Personal information
- Nickname: Mighty Atom
- Nationality: British
- Born: Adrian Lewis 31 May 1975 (age 51) Bury, England
- Height: 4 ft 10 in (1.47 m)
- Weight: Flyweight; Bantamweight;

Boxing career

Boxing record
- Total fights: 25
- Wins: 19
- Win by KO: 12
- Losses: 5
- Draws: 1

= Ady Lewis =

British former professional boxer (born 1975)

Adrian "Ady" Lewis (born 31 May 1975) is a British former professional boxer who competed from 1994 to 2001. He challenged once for the IBO bantamweight title in 2001. At regional level, he held the British and Commonwealth flyweight titles in 1997, and the British and Commonwealth bantamweight titles in 2000.

==Career==
Born in Bury, Lewis fought out of the Bury ABC as an amateur and was runner-up in the ABA Junior Class-B bantamweight championship against Spencer Oliver.

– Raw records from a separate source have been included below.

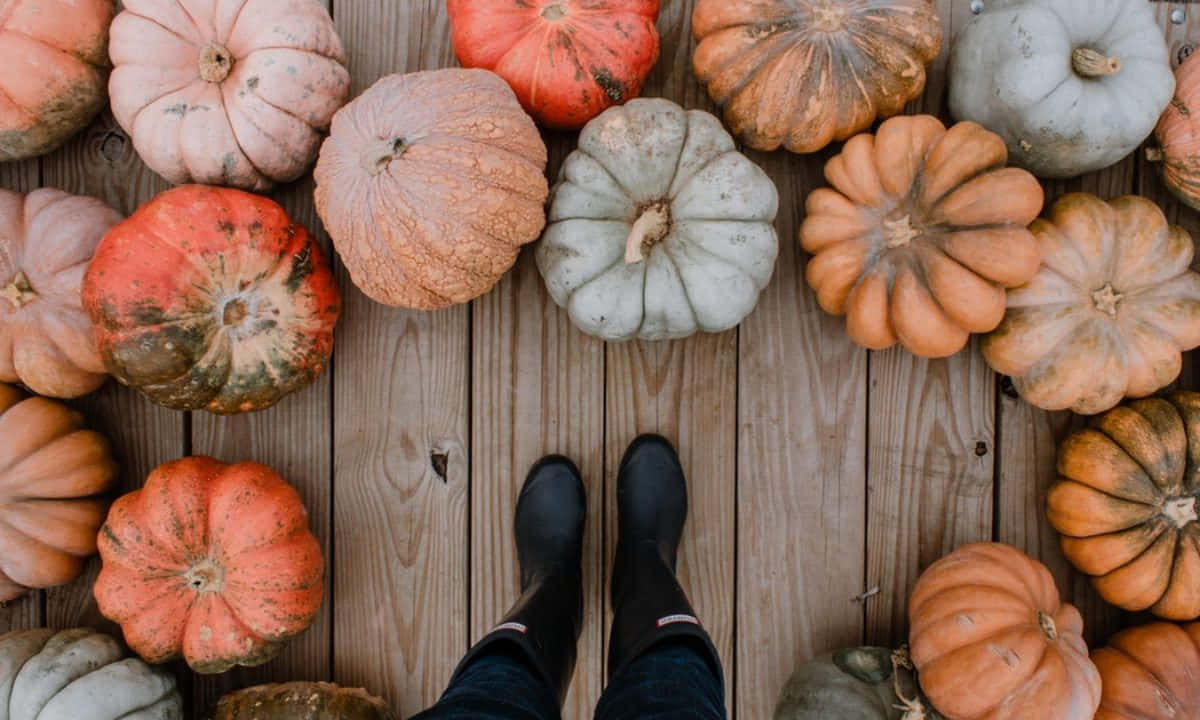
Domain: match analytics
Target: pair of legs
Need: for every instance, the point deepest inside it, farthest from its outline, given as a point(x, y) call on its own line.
point(661, 663)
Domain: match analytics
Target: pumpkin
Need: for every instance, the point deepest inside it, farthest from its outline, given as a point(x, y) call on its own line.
point(227, 93)
point(567, 60)
point(991, 641)
point(81, 675)
point(802, 73)
point(1072, 85)
point(210, 298)
point(52, 472)
point(1126, 504)
point(46, 339)
point(54, 54)
point(1108, 312)
point(658, 227)
point(301, 701)
point(210, 562)
point(430, 184)
point(923, 229)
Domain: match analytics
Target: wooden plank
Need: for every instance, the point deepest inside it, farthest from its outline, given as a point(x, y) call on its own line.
point(401, 430)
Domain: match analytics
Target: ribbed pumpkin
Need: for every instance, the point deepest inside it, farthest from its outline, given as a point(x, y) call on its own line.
point(52, 474)
point(53, 67)
point(568, 60)
point(802, 73)
point(1127, 504)
point(209, 298)
point(1108, 313)
point(923, 229)
point(47, 239)
point(234, 93)
point(430, 184)
point(210, 562)
point(991, 640)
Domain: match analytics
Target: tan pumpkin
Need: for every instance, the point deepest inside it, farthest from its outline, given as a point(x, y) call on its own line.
point(1108, 313)
point(430, 184)
point(802, 73)
point(923, 229)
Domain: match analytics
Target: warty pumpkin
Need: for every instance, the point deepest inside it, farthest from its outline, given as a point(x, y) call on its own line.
point(234, 93)
point(659, 227)
point(921, 234)
point(802, 73)
point(1072, 85)
point(209, 298)
point(47, 239)
point(81, 675)
point(210, 562)
point(567, 60)
point(1109, 311)
point(53, 474)
point(430, 184)
point(1126, 504)
point(991, 640)
point(54, 54)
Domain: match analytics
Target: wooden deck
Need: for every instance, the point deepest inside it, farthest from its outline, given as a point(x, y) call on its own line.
point(823, 478)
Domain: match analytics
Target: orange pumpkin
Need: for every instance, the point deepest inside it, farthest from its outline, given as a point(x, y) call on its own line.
point(210, 562)
point(922, 232)
point(1127, 504)
point(53, 66)
point(802, 73)
point(991, 640)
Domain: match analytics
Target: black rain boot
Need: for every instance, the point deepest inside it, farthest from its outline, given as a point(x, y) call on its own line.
point(648, 604)
point(546, 622)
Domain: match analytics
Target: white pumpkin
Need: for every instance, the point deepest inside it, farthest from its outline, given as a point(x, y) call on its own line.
point(1072, 85)
point(659, 227)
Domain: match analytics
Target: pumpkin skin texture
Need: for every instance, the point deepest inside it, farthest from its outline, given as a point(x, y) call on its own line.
point(1109, 311)
point(52, 474)
point(81, 675)
point(210, 298)
point(229, 91)
point(430, 184)
point(659, 227)
point(991, 640)
point(567, 60)
point(1072, 85)
point(47, 239)
point(54, 54)
point(923, 229)
point(858, 60)
point(1126, 504)
point(210, 562)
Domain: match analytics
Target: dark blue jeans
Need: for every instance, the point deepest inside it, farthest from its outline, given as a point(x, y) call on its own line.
point(670, 682)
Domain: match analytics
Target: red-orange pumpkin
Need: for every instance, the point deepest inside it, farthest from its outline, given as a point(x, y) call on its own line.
point(568, 60)
point(210, 562)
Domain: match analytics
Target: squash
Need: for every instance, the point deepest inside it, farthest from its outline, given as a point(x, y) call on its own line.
point(301, 701)
point(1126, 504)
point(990, 640)
point(210, 562)
point(52, 474)
point(47, 239)
point(802, 73)
point(81, 675)
point(658, 227)
point(1072, 85)
point(430, 184)
point(54, 54)
point(227, 93)
point(1109, 311)
point(922, 232)
point(210, 298)
point(1150, 673)
point(568, 60)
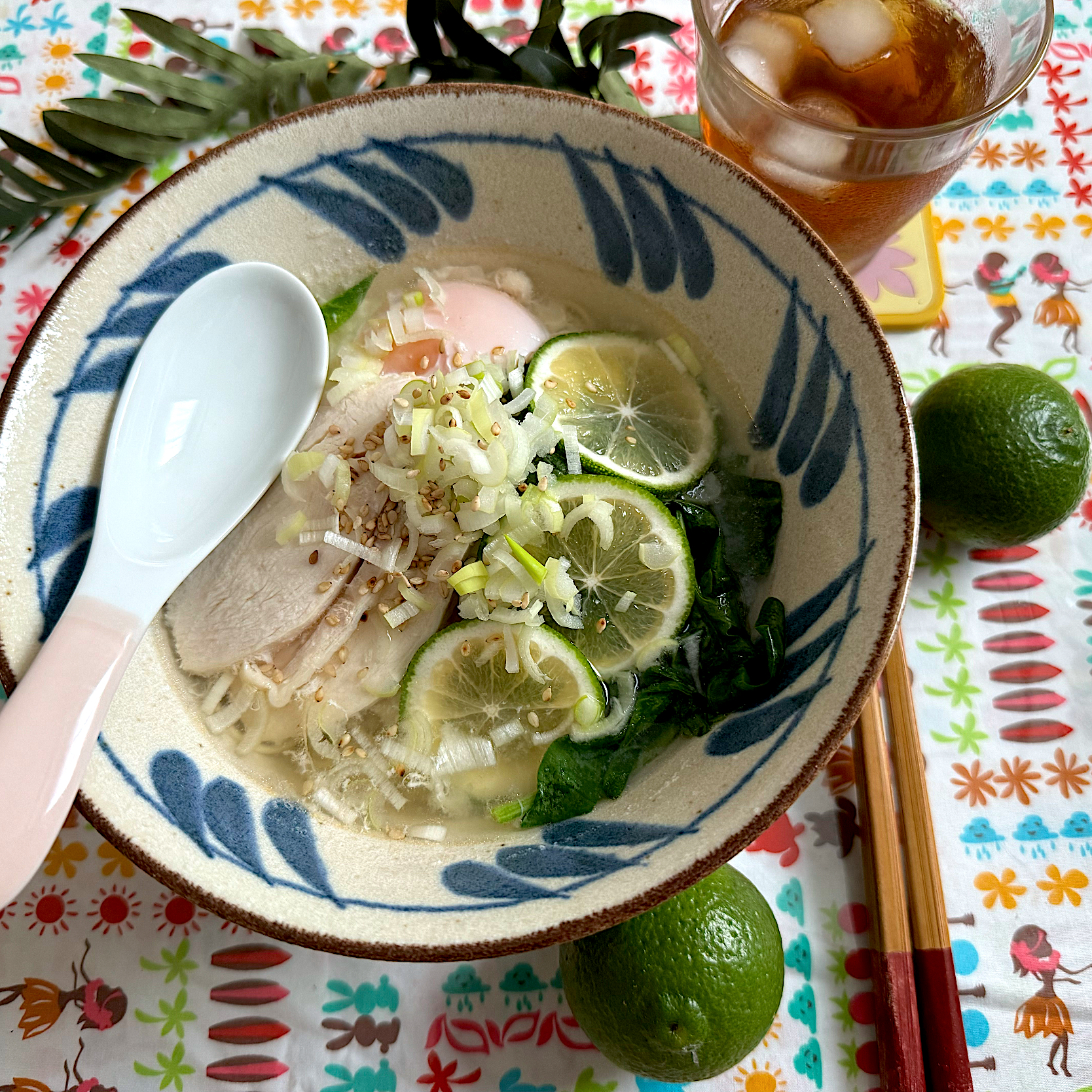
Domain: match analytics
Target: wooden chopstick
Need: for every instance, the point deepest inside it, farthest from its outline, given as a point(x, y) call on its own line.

He began his professional career in 1994. Standing 4 ft 10in tall and weighing 8 stones, Lewis was the smallest British professional boxer at the time. After winning his first ten fights he took his first title when he beat Louis Veitch on points in December 1996 to become BBBofC Central Area flyweight champion.

In January 1997 he beat Keith Knox to take the vacant British flyweight title, defending it successfully four months later against Mark Reynolds. In his second defence in September 1997, Peter Culshaw's Commonwealth title was also at stake; Lewis stopped Culshaw in the eighth round to retain his British title and become commonwealth champion.

In November 1997 Lewis challenged for David Guerault's EBU European flyweight title in Manchester. Guerault stopped Lewis in the fourth round, inflicting Lewis' first defeat as a professional.

Lewis subsequently moved up to bantamweight, and in June 1999 fought Noel Wilders in a final eliminator for the British title, losing after being stopped in the sixth round. In April 2000 he faced Francis Ampofo for the vacant British and commonwealth titles at the York Hall, winning both titles by unanimous decision. He defended both titles in September 2000, but lost to Tommy Waite after a cut forced the fight to be stopped. In February 2001 he challenged Nicky Booth for both titles but was stopped in the seventh round.

Lewis' final fight was against Jose Sanjuanelo in October 2001 for the IBO bantamweight title, losing after being stopped in the second round.

Lewis went on to run the Dynamics gym in Radcliffe.